Rupture scenarios for the San Diego Trough and San Pedro Basin fault systems, offshore Southern California: New constraints combining marine geophysical, paleoseismic, and ground motion modeling investigations.

The hazard posed by offshore strike-slip faults for coastal populations in Southern California is poorly characterized and may be underappreciated as the structural relationships between faults may allow ruptures to propagate between neighboring fault systems. Recent marine geophysical investigations on the San Diego Trough (SDT) and the San Pedro Basin (SPB) faults demonstrate that these two northwest striking, right-lateral faults are separated by a gap of <5 km, which may allow ruptures to propagate between the two fault systems. Deterministic rupture scenarios for the SDT and SPB fault systems included in the U.S. Building Seismic Safety Council 2014 Event Set include a M 7.3 event on the southern SDT fault, a M 7.3 event on the northern SDT fault, and a M 7.1 event on the SPB fault; however, none of the scenarios considers events that may propagate between fault segments.

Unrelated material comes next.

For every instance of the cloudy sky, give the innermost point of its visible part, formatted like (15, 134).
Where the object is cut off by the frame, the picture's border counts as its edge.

A complete rupture of all three segments would extend offshore from Ensenada, Mexico to Los Angeles, California with a length >330 km. Empirical scaling relationships indicate that a strike-slip rupture of this length has the potential to produce a M 7.7-7.9 event. At present, the paleoseismic histories of both faults are unconstrained. Here, we present new observations from on-going submarine paleoseismic investigations using CHIRP and multichannel seismic reflection profiles, multibeam bathymetry, and coring surveys to characterize recent earthquakes on the SDT and SPB fault zones, and evaluate the potential for rupture that spans both systems. We will perform detailed shaking analysis for coastal communities in northwestern Baja California and Southern California based on multi-segment rupture scenarios constrained by the new paleoseismic observations and models of Coulomb stress change caused by individual fault segment rupture. Combining existing Shakemap rupture scenarios with coastal population data suggests that >12,500,000 people would be exposed to strong (MMI VI) shaking in an end-to-end rupture of both fault systems, with the strongest shaking in Ensenada, Mexico and the Los Angeles Basin.